The project’s final report showed that functionality in Azure was at least as good as in the current HPC set-up. It also highlighted implications for the future of research – notably, that enhanced scalability allows researchers to work more efficiently and in ways that suit their own workflows, without having to plan their requests for compute time and then wait for it to become available.

“We’ve seen that public cloud will allow our researchers to work differently,” says Roger. During the trial one researcher said it had the potential to allow them to accomplish three years’ work in three months. It offers possibilities for people to do things more quickly and potentially develop new techniques and think in new ways. "Because it’s rapidly scalable we can just experiment with ideas and see what happens.”

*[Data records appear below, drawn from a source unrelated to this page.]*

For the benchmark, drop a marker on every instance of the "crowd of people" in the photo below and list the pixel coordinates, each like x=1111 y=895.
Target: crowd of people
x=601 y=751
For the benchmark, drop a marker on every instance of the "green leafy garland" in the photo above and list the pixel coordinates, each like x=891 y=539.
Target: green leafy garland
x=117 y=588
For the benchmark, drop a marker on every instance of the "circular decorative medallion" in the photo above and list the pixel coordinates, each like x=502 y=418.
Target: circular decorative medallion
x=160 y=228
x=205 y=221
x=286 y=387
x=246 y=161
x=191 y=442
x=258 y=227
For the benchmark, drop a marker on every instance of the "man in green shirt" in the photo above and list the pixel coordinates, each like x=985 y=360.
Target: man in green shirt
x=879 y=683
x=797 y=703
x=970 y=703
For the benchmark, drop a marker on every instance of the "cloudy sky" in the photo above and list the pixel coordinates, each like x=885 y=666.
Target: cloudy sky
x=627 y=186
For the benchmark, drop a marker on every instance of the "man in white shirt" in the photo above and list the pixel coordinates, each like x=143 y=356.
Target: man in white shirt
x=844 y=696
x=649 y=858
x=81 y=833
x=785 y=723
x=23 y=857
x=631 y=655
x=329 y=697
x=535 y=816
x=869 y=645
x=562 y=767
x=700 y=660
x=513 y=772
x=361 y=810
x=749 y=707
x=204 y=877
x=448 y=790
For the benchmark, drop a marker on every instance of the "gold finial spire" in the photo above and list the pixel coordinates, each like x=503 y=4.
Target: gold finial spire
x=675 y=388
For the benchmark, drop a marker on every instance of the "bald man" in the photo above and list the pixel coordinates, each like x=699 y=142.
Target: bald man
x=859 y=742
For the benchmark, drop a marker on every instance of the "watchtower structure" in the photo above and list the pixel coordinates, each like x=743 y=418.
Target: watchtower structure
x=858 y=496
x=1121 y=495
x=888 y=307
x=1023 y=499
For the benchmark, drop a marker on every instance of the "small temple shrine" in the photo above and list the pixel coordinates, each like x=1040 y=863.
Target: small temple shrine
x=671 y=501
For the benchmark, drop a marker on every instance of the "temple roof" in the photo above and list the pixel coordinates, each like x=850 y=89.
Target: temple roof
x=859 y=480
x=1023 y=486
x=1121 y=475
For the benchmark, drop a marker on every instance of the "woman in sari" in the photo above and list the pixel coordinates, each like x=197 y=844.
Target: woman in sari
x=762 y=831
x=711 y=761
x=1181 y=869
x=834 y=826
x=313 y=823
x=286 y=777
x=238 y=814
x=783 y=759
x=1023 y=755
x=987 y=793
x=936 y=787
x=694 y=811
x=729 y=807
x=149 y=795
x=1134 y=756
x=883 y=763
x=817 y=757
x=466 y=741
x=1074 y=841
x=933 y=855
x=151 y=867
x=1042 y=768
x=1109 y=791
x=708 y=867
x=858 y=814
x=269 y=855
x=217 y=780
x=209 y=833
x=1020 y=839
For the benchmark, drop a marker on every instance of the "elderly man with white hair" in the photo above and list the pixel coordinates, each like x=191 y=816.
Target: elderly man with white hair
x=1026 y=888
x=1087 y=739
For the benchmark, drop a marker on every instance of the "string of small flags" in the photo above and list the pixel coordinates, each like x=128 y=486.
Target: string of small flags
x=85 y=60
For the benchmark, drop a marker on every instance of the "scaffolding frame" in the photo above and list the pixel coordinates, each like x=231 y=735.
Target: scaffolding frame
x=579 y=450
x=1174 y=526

The report also showed that the cost of public cloud would not be any higher under the DDaT team’s proposal to procure the solution using the OCRE cloud framework. The university’s senior management signed off on the proposal to migrate to public cloud and, in summer 2021, the university began its move to production.

“The OCRE framework was key to the decision to go ahead, and not just because of the discounted pricing it offers,” says Roger. “Because it’s a GÉANT initiative the people who manage our budgets are confident that the framework delivers cloud solutions that are robust, EU-compliant, scalable and tailored to the needs of higher education.”

"The OCRE framework was key to the decision to go ahead, and not just because of the discounted pricing it offers"

Dr Roger Jardine, deputy director of technology, University of Bath.

All plain sailing?

The OCRE framework makes procurement more straightforward but the University of Bath has faced challenges in adopting public cloud. They’re mostly cultural, according to Dr Steven Chapman, Bath’s advancing research computing manager.

“We’ve been preparing people with a communications plan,” he says. “People find it hard to let go of things and not to worry about moving data off-site, because security is obviously a huge priority."

“They also worry about cost, especially about how to cost the project accurately and where to allocate expenditure. The OCRE framework helps to calm those worries and we’re also encouraging them to think about value as well as cost – to consider what else we will be able to do when we have the infrastructure fully set up.”

OCRE funding for research

The OCRE consortium has allocated 9.5m euros ( in service credits for projects that offer real-world examples of how commercial cloud services can support improved research outcomes, and a University of Bath physics researcher has won one of these grants, worth €75,000.

His research project relies on HPC to perform density functional theory (DFT) simulations for predictive modelling of new 2D materials and heterostructures. It has probably succeeded in getting OCRE’s additional funding because it involves giving undergraduates experience in using HPC and cloud technologies during their final year research projects, says Steven.

“Cloud is supporting our teaching programmes and we hope many of the undergraduates involved will build their final year projects around it. The extra scalability of public cloud will give the students the ability to get ‘on’ when they need to, and that’s important when they only have a few months to get things finished.”

We’re encouraging people to think about value as well as cost – to consider what else we will be able to do when we have the infrastructure fully set up"

Dr Steven Chapman, advancing research computing manager, University of Bath.